For example, if I have a list of 3 values A,A,B, I want to know how many ways I could shuffle them around. In this case the result would be (in no particular order):

A,A,B
A,B,A
B,A,A

so 3 total combinations.

I am trying to figure out what formula I could use to input such a list and get the total combinations. I've tried to build formulas using COMBIN, COMBINA, PERMUT and MULTINOMIAL, combined with COUNTUNIQUE and COUNTA, but so far none of the results match what I expect (3).

Is this such an uncommon need? I thought it would be a well-known formula with many uses. e.g. to calculate the theoretical maximum of anagrams of a word, or counting the number of possible states of a shuffled deck of cards, etc. Maybe I'm missing the proper name for this operation?

I tried reading the Wikipedia articles on Binomial coefficient and Permutation, but they are quite hard to read.
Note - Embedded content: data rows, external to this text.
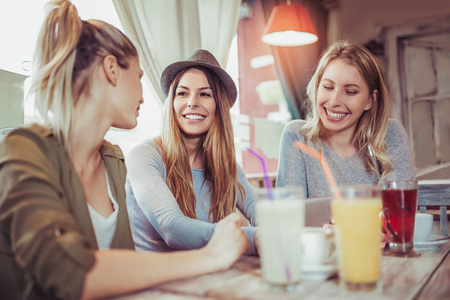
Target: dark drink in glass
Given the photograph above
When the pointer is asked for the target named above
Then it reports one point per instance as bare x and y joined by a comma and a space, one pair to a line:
399, 209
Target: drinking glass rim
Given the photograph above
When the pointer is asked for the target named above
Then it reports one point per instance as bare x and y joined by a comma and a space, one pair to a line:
399, 185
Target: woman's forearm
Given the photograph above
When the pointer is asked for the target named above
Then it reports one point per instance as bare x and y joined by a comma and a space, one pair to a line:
121, 271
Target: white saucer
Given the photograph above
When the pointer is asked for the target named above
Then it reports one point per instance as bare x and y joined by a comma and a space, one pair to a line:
434, 240
317, 272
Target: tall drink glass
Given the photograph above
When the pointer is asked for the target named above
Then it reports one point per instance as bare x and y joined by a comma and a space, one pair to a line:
280, 221
399, 211
356, 217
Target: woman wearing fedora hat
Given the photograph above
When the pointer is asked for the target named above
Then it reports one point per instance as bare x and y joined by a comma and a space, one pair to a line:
184, 181
64, 225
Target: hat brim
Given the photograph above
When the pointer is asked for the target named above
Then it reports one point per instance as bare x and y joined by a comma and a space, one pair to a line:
172, 70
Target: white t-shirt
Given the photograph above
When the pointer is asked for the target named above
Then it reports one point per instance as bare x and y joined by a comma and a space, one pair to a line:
104, 227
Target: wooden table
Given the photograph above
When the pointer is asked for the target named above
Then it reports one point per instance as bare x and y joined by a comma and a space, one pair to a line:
424, 277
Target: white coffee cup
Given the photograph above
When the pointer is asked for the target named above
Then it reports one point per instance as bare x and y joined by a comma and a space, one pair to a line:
317, 247
422, 227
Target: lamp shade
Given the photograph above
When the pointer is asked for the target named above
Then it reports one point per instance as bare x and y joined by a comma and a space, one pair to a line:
289, 25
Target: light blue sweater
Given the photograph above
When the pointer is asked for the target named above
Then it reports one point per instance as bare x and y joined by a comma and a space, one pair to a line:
157, 222
297, 168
I am comfortable building formulas on Google Sheets once I have a mental picture of the required steps, but what's frustrating me is that I can intuitively make sense of the problem and obtain the solution manually by exhaustively enumerating all the possibilities, but can't figure out how to convert that process into a generic mathematical equation. Any hints?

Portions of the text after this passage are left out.